Strait Passage: The Journey
I recently came across, for the first time to really pay attention to them at least, the passages of Matthew 7: 13 and 14 and was excited by what I read there:
13 Enter ye in at the strait gate: for wide is the gate, and broad is the way, that leadeth to destruction, and many there be which go in thereat:
14 Because strait is the gate, and narrow is the way, which leadeth unto life, and few there be that find it.
This is from the KJV - Note the spelling of Strait. It is not Straight. Strait is a correct translation from the Latin Vulgate, “angustam porta”, literally “narrow passage”.
The dictionary definition for Strait is thus:
1. A narrow channel joining two larger bodies of water. Often used in the plural with a singular verb.
2. A position of difficulty, perplexity, distress, or need. Often used in the plural: in desperate straits.
These two definitions, together, make up the whole of Strait in this context.
I have spoken of straits before, referencing to the John Donne poem “Hymn to God, my God, in my Sickness”, and the relationships in that poem to the journey of the wanderer. What I said about it was this: “In ‘Hymn...’ Donne makes reference to several Straits (That of Magellan, Anyan, and Gibraltar). A strait represents a tight place of passage, between to large bodies of water, literally, or figuratively we can safely say it is a reference to making the journey, from one place unto another. Perhaps as Brendan [St. Brendan] journeyed from this world to another and back again.”
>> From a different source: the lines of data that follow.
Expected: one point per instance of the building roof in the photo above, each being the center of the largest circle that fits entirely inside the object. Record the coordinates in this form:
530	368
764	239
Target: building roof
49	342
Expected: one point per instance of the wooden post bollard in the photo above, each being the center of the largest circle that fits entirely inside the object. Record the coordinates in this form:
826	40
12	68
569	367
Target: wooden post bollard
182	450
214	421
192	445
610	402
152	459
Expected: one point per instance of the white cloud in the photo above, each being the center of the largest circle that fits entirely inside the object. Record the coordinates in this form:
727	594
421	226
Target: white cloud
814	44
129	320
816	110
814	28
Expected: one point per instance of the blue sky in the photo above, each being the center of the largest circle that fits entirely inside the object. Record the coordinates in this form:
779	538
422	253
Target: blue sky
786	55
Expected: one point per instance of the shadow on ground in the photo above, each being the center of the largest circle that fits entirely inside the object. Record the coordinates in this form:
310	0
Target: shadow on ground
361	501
I am a believer in journey, in living the life of a seeker in all things. Although I consider myself spiritual, being a seeker is more than any sort of faith – even an atheist has a philosophy, and everyone has a passion. It is through our world-view that we establish the understanding of the natural order, how the world works, that is the foundation for our mores and ethics, our human relationships and even our decision-making philosophies. It is my belief that it is not just the enhanced life, but it is the true life that is the life of the wanderer. The true student, the faithful disciple, is the wanderer.
I endeavor to be a wanderer. I endeavor to question, to seek, to my satisfaction. An answer is the foundation of a question, and the question is ever faithful to the truth.
“Strait is the gate, and narrow the way, which leadeth unto life” – The strait and narrow, the hard road, is the path to life. The hard road is the path of the wanderer.
Not the Straight and Narrow as is so commonly said – What means this, straight and narrow? It says “Follow this line” (the road as defined by another), but this is a perversion of the truth: A command to unquestioningly, undeviatingly, unknowingly walk a prescribed path.
The hard road, the difficult road, is the honest road. To be honest, we must be questioned, or tested to use another word.
To be tested we must not take the beaten path, the easy path (the wide gate and broad way), but the hard road. To be questioning, to be questioned (for, are not most questions in this realm essentially of ourselves, or relating to ourselves, making us both the questioning, and the questioned?), is the way of the wanderer.